I personaggi di Nevo sono credibilissimi, ognuno con il proprio bagaglio caratteriale ed esperienziale. Li si invidia per l’amicizia meravigliosa che li lega e contemporaneamente si rimpiangono gli anni, bellissimi, in cui gli amici erano il mondo, la famiglia, il modello di riferimento. Nevo ci dice che quegli anni possono non finire, basta continuare ad amare, discutere, rispettarsi e confrontarsi, nella buona e nella cattiva sorte. Difficilissimo, ma possibile.

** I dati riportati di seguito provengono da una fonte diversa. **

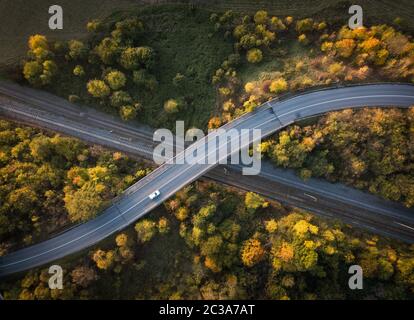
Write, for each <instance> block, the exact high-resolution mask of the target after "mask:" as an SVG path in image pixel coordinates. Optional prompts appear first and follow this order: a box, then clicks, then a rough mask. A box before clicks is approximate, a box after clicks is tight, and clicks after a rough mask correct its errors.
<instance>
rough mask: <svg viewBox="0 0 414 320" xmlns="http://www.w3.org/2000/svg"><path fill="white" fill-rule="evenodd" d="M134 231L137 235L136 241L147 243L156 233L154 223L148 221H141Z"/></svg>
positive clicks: (153, 221) (155, 230)
mask: <svg viewBox="0 0 414 320" xmlns="http://www.w3.org/2000/svg"><path fill="white" fill-rule="evenodd" d="M135 231H136V232H137V234H138V240H139V241H140V242H142V243H145V242H148V241H150V240H151V239H152V237H154V236H155V234H156V232H157V227H156V223H155V222H154V221H152V220H149V219H144V220H141V221H139V222H138V223H137V224H136V225H135Z"/></svg>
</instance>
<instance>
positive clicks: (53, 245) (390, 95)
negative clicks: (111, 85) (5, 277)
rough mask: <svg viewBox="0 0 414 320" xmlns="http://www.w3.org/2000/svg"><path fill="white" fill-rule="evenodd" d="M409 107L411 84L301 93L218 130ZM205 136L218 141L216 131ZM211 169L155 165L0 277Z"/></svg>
mask: <svg viewBox="0 0 414 320" xmlns="http://www.w3.org/2000/svg"><path fill="white" fill-rule="evenodd" d="M413 104H414V87H413V86H411V85H404V84H398V85H397V84H395V85H392V84H376V85H364V86H355V87H346V88H336V89H331V90H323V91H316V92H310V93H305V94H302V95H298V96H295V97H293V98H290V99H286V100H285V101H276V100H274V101H270V102H267V103H265V104H264V105H262V106H261V107H260V108H258V109H256V110H255V111H254V112H252V113H250V114H246V115H244V116H242V117H240V118H238V119H237V120H235V121H233V122H231V123H228V124H226V125H225V126H223V128H226V129H236V130H241V129H254V128H256V129H261V131H262V137H265V136H268V135H270V134H272V133H273V132H275V131H277V130H280V129H281V128H283V127H285V126H287V125H289V124H291V123H293V122H295V121H298V120H301V119H304V118H306V117H311V116H314V115H318V114H321V113H325V112H328V111H333V110H339V109H343V108H346V107H354V108H358V107H364V106H399V107H408V106H410V105H413ZM210 135H213V136H217V137H218V134H217V132H213V133H211V134H210ZM197 147H206V138H204V139H201V140H199V141H197V142H195V143H194V144H192V145H191V146H190V147H188V148H187V149H186V152H189V151H193V150H195V148H197ZM241 147H243V146H241ZM209 152H210V153H213V152H218V153H219V154H221V153H220V152H222V155H223V156H222V158H227V157H228V156H229V151H228V150H227V146H223V147H221V146H220V147H219V149H218V150H217V149H215V150H212V151H209ZM183 155H184V154H183V153H180V154H178V155H177V156H176V157H177V158H181V157H183ZM207 156H208V153H207V154H206V157H207ZM219 160H220V159H219ZM214 166H215V164H210V165H200V164H182V165H178V164H164V165H162V166H160V167H159V168H157V169H156V170H155V171H153V172H152V173H151V174H149V175H148V176H146V177H145V178H143V179H142V180H140V181H139V182H137V183H136V184H135V185H134V186H133V187H131V188H129V189H128V190H127V191H126V192H125V193H124V194H123V196H122V197H120V198H118V199H117V201H116V203H114V205H113V206H111V207H110V208H108V209H107V210H105V211H104V212H103V213H102V214H101V215H100V216H99V217H97V218H96V219H94V220H91V221H89V222H87V223H84V224H82V225H79V226H77V227H75V228H73V229H71V230H69V231H67V232H65V233H63V234H61V235H59V236H56V237H54V238H52V239H49V240H47V241H44V242H42V243H39V244H36V245H33V246H30V247H27V248H24V249H22V250H18V251H16V252H13V253H11V254H9V255H7V256H4V257H1V258H0V276H5V275H8V274H12V273H15V272H19V271H23V270H27V269H30V268H33V267H36V266H39V265H42V264H45V263H47V262H50V261H53V260H56V259H58V258H62V257H64V256H66V255H69V254H71V253H74V252H77V251H80V250H82V249H84V248H87V247H89V246H91V245H92V244H94V243H97V242H98V241H100V240H101V239H103V238H105V237H107V236H109V235H110V234H112V233H114V232H116V231H118V230H121V229H123V228H124V227H126V226H127V225H129V224H130V223H132V222H134V221H136V220H137V219H138V218H140V217H141V216H142V215H145V214H146V213H147V212H149V211H150V210H151V209H153V208H155V207H156V206H158V205H159V204H160V203H162V202H163V201H165V200H166V199H168V198H169V197H170V196H171V195H173V194H174V193H175V192H176V191H178V190H179V189H181V188H182V187H184V186H185V185H187V184H189V183H191V182H192V181H194V180H196V179H197V178H198V177H200V176H202V175H203V174H205V173H206V172H207V171H209V170H211V169H212V168H213V167H214ZM157 189H158V190H160V191H161V195H160V197H158V198H157V199H156V200H150V199H149V198H148V194H150V193H151V192H153V191H154V190H157Z"/></svg>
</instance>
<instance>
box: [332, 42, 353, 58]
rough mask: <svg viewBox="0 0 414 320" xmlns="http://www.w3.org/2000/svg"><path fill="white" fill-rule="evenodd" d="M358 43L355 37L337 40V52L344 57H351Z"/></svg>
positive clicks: (336, 44)
mask: <svg viewBox="0 0 414 320" xmlns="http://www.w3.org/2000/svg"><path fill="white" fill-rule="evenodd" d="M355 46H356V43H355V40H353V39H342V40H339V41H336V42H335V48H336V50H337V53H338V54H339V55H340V56H341V57H343V58H349V57H350V56H351V55H352V53H353V52H354V49H355Z"/></svg>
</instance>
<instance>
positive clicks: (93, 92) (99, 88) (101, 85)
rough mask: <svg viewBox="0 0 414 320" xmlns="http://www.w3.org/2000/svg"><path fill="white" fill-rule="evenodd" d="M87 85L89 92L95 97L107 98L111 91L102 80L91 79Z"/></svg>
mask: <svg viewBox="0 0 414 320" xmlns="http://www.w3.org/2000/svg"><path fill="white" fill-rule="evenodd" d="M86 87H87V89H88V92H89V94H91V95H92V96H93V97H95V98H105V97H107V96H109V94H110V93H111V90H110V89H109V87H108V86H107V85H106V83H105V82H103V81H102V80H96V79H95V80H89V82H88V83H87V85H86Z"/></svg>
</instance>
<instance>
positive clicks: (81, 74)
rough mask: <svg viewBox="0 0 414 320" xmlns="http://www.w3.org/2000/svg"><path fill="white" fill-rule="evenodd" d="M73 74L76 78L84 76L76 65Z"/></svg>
mask: <svg viewBox="0 0 414 320" xmlns="http://www.w3.org/2000/svg"><path fill="white" fill-rule="evenodd" d="M73 74H74V75H75V76H78V77H83V76H84V75H85V70H84V69H83V67H82V66H81V65H79V64H78V65H76V66H75V68H74V69H73Z"/></svg>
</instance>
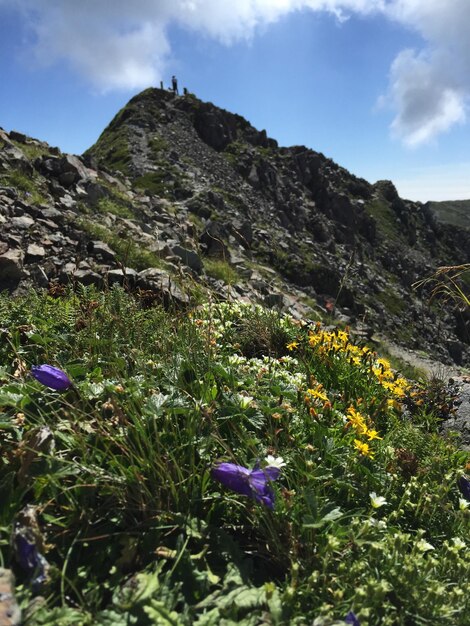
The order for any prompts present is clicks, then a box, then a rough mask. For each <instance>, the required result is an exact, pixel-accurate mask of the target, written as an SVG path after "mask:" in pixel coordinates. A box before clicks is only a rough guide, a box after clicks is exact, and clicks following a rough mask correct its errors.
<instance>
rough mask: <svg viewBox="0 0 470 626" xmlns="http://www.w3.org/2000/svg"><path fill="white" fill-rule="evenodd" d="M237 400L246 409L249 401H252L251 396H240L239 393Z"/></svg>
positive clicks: (248, 402)
mask: <svg viewBox="0 0 470 626" xmlns="http://www.w3.org/2000/svg"><path fill="white" fill-rule="evenodd" d="M238 400H239V402H240V406H241V408H242V409H247V408H248V407H249V406H250V405H251V403H252V402H253V397H252V396H242V395H239V396H238Z"/></svg>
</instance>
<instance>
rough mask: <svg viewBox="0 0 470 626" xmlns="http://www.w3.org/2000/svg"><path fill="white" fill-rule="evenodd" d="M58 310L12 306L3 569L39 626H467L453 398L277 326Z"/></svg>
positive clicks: (361, 357)
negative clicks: (40, 625) (447, 429)
mask: <svg viewBox="0 0 470 626" xmlns="http://www.w3.org/2000/svg"><path fill="white" fill-rule="evenodd" d="M56 296H59V297H55V298H53V297H51V296H49V295H47V294H36V293H31V294H29V295H28V296H27V297H25V298H18V299H12V298H11V297H8V296H4V297H0V316H1V319H2V330H1V332H2V341H1V342H0V364H1V367H0V411H1V412H0V429H1V433H0V435H1V441H2V444H1V446H2V455H1V457H0V501H1V503H2V507H1V508H0V550H1V560H0V563H1V564H2V565H6V566H9V565H10V564H13V567H14V569H15V572H16V574H17V590H16V593H17V597H18V599H19V601H20V603H21V604H22V605H23V608H24V607H26V606H27V605H28V604H29V603H30V602H31V600H32V599H33V597H34V596H35V595H37V596H40V597H41V599H39V598H37V599H36V601H35V602H34V603H32V604H29V606H30V608H29V610H28V611H27V614H26V618H25V620H24V622H25V626H39V625H46V624H47V626H54V625H57V626H68V625H69V626H92V625H93V626H126V625H132V624H133V625H136V626H137V625H138V626H152V625H157V624H158V625H178V626H180V625H181V626H186V625H187V626H190V625H192V624H195V625H197V626H209V625H214V626H216V625H217V626H218V625H219V624H221V625H223V626H232V625H235V624H241V625H242V626H256V625H259V624H270V625H273V626H290V625H293V626H303V625H307V624H315V625H321V624H323V625H324V626H327V625H330V626H332V625H333V624H337V625H338V626H339V625H341V624H345V622H344V618H345V616H346V615H347V614H348V613H349V612H350V611H353V612H354V614H355V616H356V617H357V619H358V620H359V621H360V624H361V626H379V625H380V626H384V625H385V626H410V625H412V624H422V625H425V624H440V625H444V626H466V624H468V618H469V615H470V604H469V597H470V582H469V579H468V571H469V568H470V554H469V549H468V548H469V546H468V531H469V513H470V510H469V502H468V490H469V489H470V480H469V478H468V476H466V475H465V471H466V463H468V461H469V455H468V453H465V452H462V451H459V450H458V449H457V448H456V447H455V446H454V444H453V443H452V441H451V440H447V439H444V438H442V437H441V436H440V435H439V434H438V433H437V424H438V422H439V420H440V419H442V418H443V417H446V414H445V412H446V411H447V414H448V412H449V410H450V404H449V403H447V404H446V401H445V400H446V398H445V393H446V392H445V389H442V388H439V389H437V390H436V389H433V390H431V392H428V391H427V390H426V387H425V383H420V384H412V383H411V382H410V381H408V380H406V379H404V378H403V377H402V376H399V375H397V374H396V373H395V372H394V371H393V370H392V368H391V367H390V364H389V363H388V361H386V360H385V359H383V358H380V357H379V356H378V355H377V354H376V353H374V352H372V351H371V350H370V349H368V348H367V347H365V346H360V345H355V344H353V343H351V341H350V338H349V336H348V333H347V332H346V331H343V330H336V331H331V330H325V329H323V328H322V326H321V325H320V324H315V325H313V326H310V327H309V326H307V325H303V324H301V323H298V322H295V321H293V320H291V319H289V318H288V317H284V316H281V315H280V314H279V313H277V312H273V311H269V310H264V309H262V308H261V307H252V306H241V305H238V304H219V305H211V306H208V305H206V306H204V307H199V308H198V309H195V310H194V311H190V312H188V313H182V312H178V311H165V310H164V309H162V308H160V307H157V306H154V307H150V308H144V306H143V300H142V297H141V294H140V295H139V294H136V295H135V297H132V296H131V295H129V294H126V293H125V292H124V291H123V290H121V289H119V288H113V289H111V290H109V291H107V292H97V291H95V290H93V289H91V288H84V287H79V290H78V291H77V292H75V293H74V292H72V291H70V292H65V293H62V294H61V292H56ZM146 306H147V305H146ZM43 363H47V364H50V365H53V366H55V367H57V368H60V369H61V370H62V371H64V372H66V373H67V376H68V377H69V378H70V379H71V380H72V381H73V385H72V386H71V387H68V388H66V389H64V390H63V391H55V390H54V389H51V388H49V387H48V386H47V385H45V384H41V383H40V382H39V380H37V379H36V378H33V377H32V376H31V375H30V373H29V372H30V371H31V367H32V366H34V365H40V364H43ZM436 399H438V402H437V400H436ZM405 405H406V407H407V409H408V412H407V416H406V418H405V416H404V406H405ZM435 405H438V406H435ZM443 407H444V408H443ZM446 407H447V408H446ZM443 411H444V413H443ZM222 462H223V463H225V464H226V465H220V464H221V463H222ZM227 464H228V465H227ZM257 467H259V468H260V469H259V470H256V469H253V468H257ZM240 468H245V469H243V470H242V469H240ZM467 468H468V465H467ZM224 472H225V474H224ZM224 476H225V478H224ZM227 476H228V477H229V478H228V479H227ZM26 505H31V506H30V508H29V509H28V512H29V514H28V516H25V514H23V515H22V516H21V515H20V511H21V510H22V509H23V508H24V507H25V506H26ZM31 507H33V508H31ZM12 532H13V536H14V539H15V540H14V541H13V546H12V544H11V542H10V538H11V535H12ZM25 541H26V545H27V546H29V548H28V554H29V560H28V559H27V560H26V561H25V559H24V558H23V559H19V554H21V550H24V545H25ZM15 546H16V547H15ZM22 546H23V547H22ZM18 559H19V561H18ZM44 559H45V560H46V561H47V563H48V565H47V564H46V562H45V560H44Z"/></svg>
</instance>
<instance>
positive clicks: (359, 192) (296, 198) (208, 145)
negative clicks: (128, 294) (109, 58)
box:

Il romanzo è davvero bellissimo, scritto stupendamente, pieno, ricco, con un escamotage narrativo geniale. All’inizio viene dichiarato infatti che è Churchill che sta revisionando il libro che ha scritto Yuval in vista della pubblicazione... È un libro pieno di buoni sentimenti, di amicizia, di rispetto e onestà. Di umanità. Laddove ora di umanità se ne vede ben poca. Ma si sa che ogni bravo scrittore è capace di analizzare la sua epoca, la sua patria, le storture della storia e dare loro un senso all’interno dei propri personaggi. E Nevo lo fa con una grazia e una potenza rare. E bellissime.
La simmetria dei desideri, di Eshkol Nevo, Feltrinelli, 2008, 374 pagine. Traduzione di Ofra Bannet e Raffaella Scardi. Da leggere la postfazione dell’autore: bella.